The idea of the monument is also permeated by violence, however, the monuments sublimate it in codes and symbols. In Monumento às Bandeiras [Monument to the Settlers] by Jaime Lauriano, the rounds of ammunition used by the military police were merged into a miniature replica of Brecheret’s sculpture – this last one, a “tribute” to the founder ethnocide of the country, was reconstituted here with elements of the maintainers agents of the State. In Sobre Nossas Cabeças [Over our heads], by Erica Ferrari, the “reverse” of an equestrian monument is made of demolition rubble of São Paulo’s buildings and lifted by a wooden stake. It’s fragile support is a symbol about to fall apart and go back to the ruins where it came from. A paw raised horse, in the tradition of equestrian sculpture, means that the “hero” portrayed died on the battlefield – again, it brings the discussion about the making of heroes and the monument as a way to abstract the violence of an historical fact.
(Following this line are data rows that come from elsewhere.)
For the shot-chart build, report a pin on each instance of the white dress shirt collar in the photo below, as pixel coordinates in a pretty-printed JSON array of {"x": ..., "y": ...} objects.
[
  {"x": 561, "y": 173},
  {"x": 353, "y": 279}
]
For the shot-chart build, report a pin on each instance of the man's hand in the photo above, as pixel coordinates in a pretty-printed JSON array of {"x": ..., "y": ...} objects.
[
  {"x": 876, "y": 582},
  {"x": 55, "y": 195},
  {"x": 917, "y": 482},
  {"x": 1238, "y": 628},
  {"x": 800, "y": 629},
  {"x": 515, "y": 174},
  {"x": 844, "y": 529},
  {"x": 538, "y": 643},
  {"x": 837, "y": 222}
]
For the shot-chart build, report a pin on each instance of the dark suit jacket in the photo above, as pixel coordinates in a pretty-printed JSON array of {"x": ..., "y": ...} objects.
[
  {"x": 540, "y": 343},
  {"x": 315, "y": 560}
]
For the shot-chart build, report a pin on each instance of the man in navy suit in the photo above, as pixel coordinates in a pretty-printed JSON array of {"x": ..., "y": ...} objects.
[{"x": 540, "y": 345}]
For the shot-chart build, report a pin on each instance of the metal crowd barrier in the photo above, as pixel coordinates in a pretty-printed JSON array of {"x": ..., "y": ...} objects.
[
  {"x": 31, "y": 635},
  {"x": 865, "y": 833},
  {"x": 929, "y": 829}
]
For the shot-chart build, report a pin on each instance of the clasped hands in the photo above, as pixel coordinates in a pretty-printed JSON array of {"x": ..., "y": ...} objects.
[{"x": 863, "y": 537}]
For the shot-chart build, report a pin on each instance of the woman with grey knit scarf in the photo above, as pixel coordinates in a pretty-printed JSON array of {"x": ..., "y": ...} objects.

In Direito de Resposta, by Frederico Filippi, the artist appropriated from a fragment of the Monument to the Discovery of the Americas, located in Madrid, and merged into a plate, then, irregularly installing it next to the monument. This plate was placed as a response to ethnocide practiced in the Americas to show that while Europeans found another continent, indigenous peoples found the abyss. Then the painting Mapa refers to the “discovery” and the restructuring of the political geography from the point of view of the invasion of a territory, the establishment of states over the ethnocide of indigenous autonomous societies, the restructuring of the lines and limits, both cosmological and political. In Contextualizable [Contextualizable], José Carlos Martinat turns to the idea of history and memory as dispute, moldable according to time and to who intends to do so. Non-representation and instability compose this antimonument.

The works in Totemonumento aim to investigate the idea of historical narrative constructions, memory as resistance and survival, representations and non-representation – or, as would the historian Jacques Le Goff say, it is to confront the historical representations with the realities they represent.

 

Isabella Rjeille

São Paulo, January of 2016

 

[1] Alois Riegl. The Modern Cult of Monuments: Its Essence and Its Development. Originally published in Der moderne Denkmalkutus: Sein Wesen und seine Entstehung (Vienna: W. Braumuller, 1903). Translated by Karin Bruckner with Karen Williams.

[2] The historian Jacques Le Goff, in his essay Document / Monument compares the idea of monument with the idea of document, considering the document as an “assembly, conscious or unconscious, of history and time, by the society that produced it, but also by the successive epochs during which continued to live, perhaps forgotten, manipulated, even if by silence. The document is something that is, that lasts, and the witness and the knowledge (to evoke the etymology) that it brings must first be analyzed, demystifying it’s aparent meaning. The document is a monument. Results from the effort of historical societies to impose to the future – willingly or unwillingly – certain image of themselves. Ultimately, there is no document-truth. Every document is a lie. It is the role of the historian not to play the naïve “(Free translation from Document / Monument. In: History and Memory. Translation to Portuguese: Bernardo Leitão. Editora Unicamp, Campinas, 1990. P.547-548).